Everything you saw in the previous chapters — nested-loop join, hash join, sort-merge join, the iterator model — fits into that picture as "physical operators the cost-based layer chooses among." Rule-based rewrites pick which subtree goes into them; cost-based optimisation picks which operator runs each subtree. Together they produce the plan you see in EXPLAIN ANALYZE.

References

1. Selinger, Astrahan, Chamberlin, Lorie, Price, Access Path Selection in a Relational Database Management System, SIGMOD 1979 — the System R paper that defined the rule-based plus cost-based architecture every modern optimiser still uses. Section 3 describes the predicate-pushdown rule; sections 4–5 are cost-based join enumeration.

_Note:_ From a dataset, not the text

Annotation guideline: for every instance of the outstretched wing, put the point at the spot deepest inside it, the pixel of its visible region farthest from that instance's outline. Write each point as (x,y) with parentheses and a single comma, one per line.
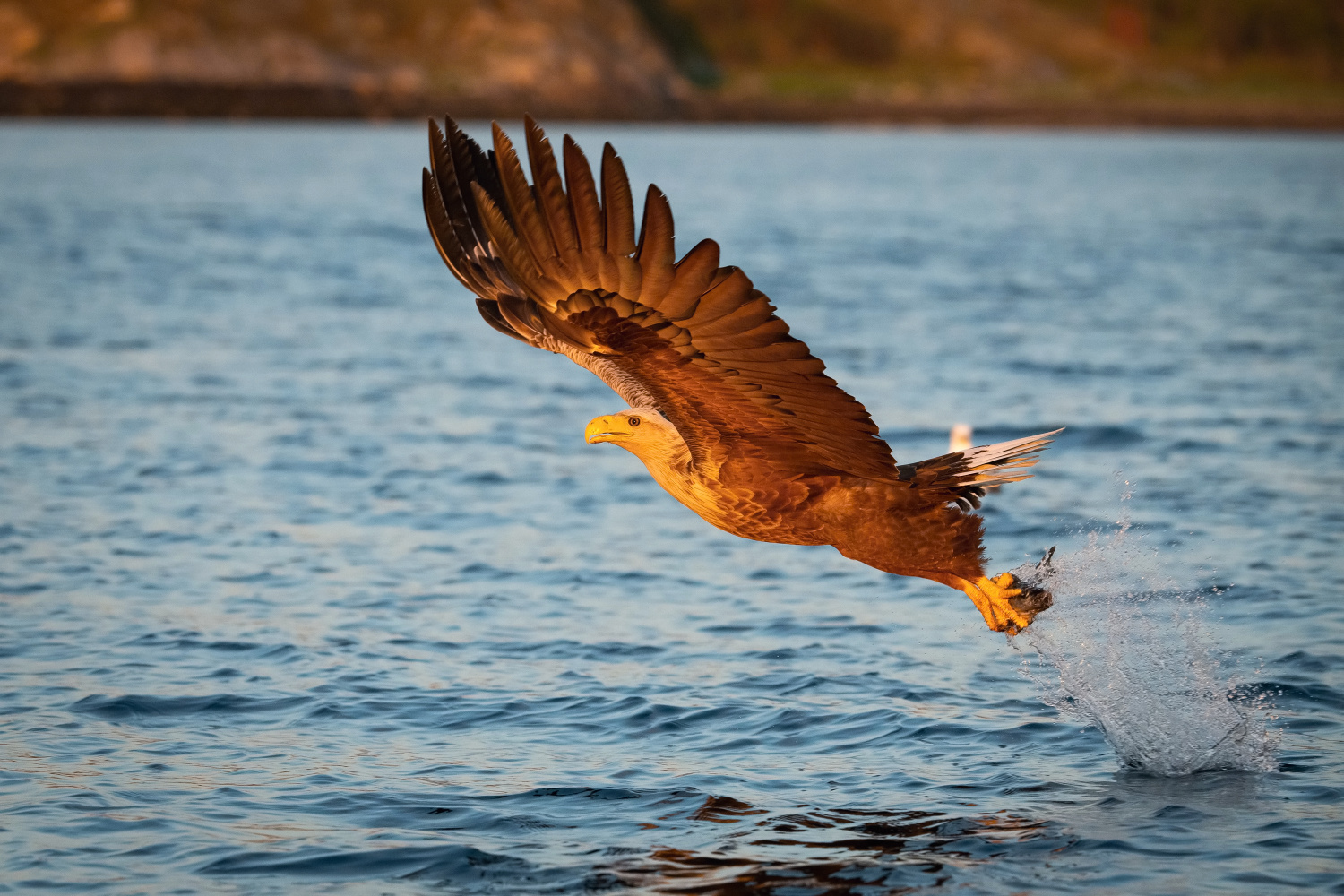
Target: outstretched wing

2. Graefe, Query Evaluation Techniques for Large Databases, ACM Computing Surveys 25(2), 1993 — the canonical survey. Chapter 3 on rule-based transformations is still the best reference for the taxonomy of rewrites.
3. Armbrust, Xin, Lian, Huai, Liu, Bradley, Meng, Kaftan, Franklin, Ghodsi, Zaharia, Spark SQL: Relational Data Processing in Spark, SIGMOD 2015 — describes Catalyst's rule framework and shows the Rule[LogicalPlan] abstraction used in the Going Deeper section.
4. Begoli, Camacho-Rodríguez, Hyde, Mior, Lemire, Apache Calcite: A Foundational Framework for Optimized Query Processing Over Heterogeneous Data Sources, SIGMOD 2018 — the Calcite paper, covering HepPlanner (rule-based) and VolcanoPlanner (cost-based) side by side.
5. PostgreSQL source tree, src/backend/optimizer/prep/prepjointree.c — the production predicate-pushdown implementation, including outer-join reduction and subquery unnesting. Long but clean; the comments are half the reading.
6. Neumann and Kemper, Unnesting Arbitrary Queries, BTW 2015 — the modern reference for subquery unnesting, generalising the classical EXISTS→semi-join rewrite to arbitrary correlated subqueries.